42. ¡Qué mañana la de aquella noche!
El sol del mediodía le golpeó como el martillo al yunque, con una tenacidad desnuda de misericordia. No se sobresaltó cuando sus dedos rozaron la piel de otro cuerpo, muchas noches inundadas de ron añejo caribeño y wodka de las estepas, concluían en una mañana compartida con desconocidos. Eso, y una resaca en la que Dios y el mismísimo Satanás se habían puesto de acuerdo para castigarle.
Ahogó una carcajada cuando reveló el color de su eventual pareja, negro como el carbón de una mina de Gales.
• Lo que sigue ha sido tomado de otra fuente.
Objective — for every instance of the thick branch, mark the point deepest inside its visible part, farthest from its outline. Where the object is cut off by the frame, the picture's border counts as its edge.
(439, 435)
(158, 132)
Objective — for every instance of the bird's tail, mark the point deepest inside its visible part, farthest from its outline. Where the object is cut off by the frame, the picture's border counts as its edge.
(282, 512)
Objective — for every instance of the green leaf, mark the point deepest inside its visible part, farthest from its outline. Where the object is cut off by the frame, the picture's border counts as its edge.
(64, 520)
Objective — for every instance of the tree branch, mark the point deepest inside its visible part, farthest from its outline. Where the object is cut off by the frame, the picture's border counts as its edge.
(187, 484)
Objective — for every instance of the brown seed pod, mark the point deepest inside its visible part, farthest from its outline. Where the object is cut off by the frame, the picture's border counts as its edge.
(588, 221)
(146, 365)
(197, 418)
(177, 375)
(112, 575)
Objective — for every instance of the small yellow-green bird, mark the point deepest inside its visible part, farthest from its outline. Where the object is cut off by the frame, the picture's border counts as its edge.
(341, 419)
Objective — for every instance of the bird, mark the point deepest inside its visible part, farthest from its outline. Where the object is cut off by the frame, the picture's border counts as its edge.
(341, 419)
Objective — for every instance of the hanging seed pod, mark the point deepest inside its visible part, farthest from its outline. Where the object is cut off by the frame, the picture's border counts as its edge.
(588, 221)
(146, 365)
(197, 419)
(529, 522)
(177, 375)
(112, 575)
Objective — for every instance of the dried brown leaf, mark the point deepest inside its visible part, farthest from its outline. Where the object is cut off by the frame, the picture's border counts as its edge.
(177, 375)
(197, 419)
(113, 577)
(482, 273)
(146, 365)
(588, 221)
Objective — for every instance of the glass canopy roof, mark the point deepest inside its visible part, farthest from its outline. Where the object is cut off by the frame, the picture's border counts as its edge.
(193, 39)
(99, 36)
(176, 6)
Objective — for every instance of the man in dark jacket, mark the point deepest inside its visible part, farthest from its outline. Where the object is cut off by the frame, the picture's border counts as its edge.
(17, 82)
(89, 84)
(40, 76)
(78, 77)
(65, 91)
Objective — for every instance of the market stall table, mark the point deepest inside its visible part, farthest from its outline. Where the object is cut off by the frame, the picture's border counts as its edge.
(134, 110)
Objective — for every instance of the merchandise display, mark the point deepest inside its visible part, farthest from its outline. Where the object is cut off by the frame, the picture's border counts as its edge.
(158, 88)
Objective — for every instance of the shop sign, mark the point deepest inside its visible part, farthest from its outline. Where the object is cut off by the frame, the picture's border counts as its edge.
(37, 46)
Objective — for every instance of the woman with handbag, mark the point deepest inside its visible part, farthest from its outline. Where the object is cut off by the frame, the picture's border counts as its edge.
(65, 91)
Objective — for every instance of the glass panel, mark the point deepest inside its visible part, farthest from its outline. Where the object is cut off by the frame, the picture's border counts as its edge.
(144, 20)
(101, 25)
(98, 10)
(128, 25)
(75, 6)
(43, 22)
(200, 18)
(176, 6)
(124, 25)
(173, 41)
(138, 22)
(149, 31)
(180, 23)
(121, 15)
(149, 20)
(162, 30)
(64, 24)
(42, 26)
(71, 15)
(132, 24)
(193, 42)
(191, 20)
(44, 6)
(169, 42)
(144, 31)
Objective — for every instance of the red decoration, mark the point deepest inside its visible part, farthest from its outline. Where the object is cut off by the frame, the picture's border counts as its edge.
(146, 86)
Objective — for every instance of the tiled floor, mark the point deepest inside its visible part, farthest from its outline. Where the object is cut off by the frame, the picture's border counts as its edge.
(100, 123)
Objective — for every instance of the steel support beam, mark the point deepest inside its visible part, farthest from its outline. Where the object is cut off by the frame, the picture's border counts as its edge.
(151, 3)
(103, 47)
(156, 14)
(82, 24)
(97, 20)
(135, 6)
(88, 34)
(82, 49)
No menos gracia le hizo descubrir el tamaño del buen mozo que roncaba plácidamente a su lado. ¿Dos metros? ¡Menuda pareja! Él, que probablemente era el hombre más bajo de Noruega, y el gigante africano.
Le extraño mucho que la cama estuviera rodeada de confeti y pétalos de rosas. Era romántico aunque no a tal extremo, y ese tipo cosas le resultaban demasiado edulcorantes. Tan solo había recurrido a algo similar en ocasiones señaladas, como la noche de bodas con su ex.
Alarmado, comprobó que una alianza rodeaba el dedo anular de su mano derecha. Aterrado, vio que en la silla colgaba una banda en la que brillaban dos palabras: recién casados.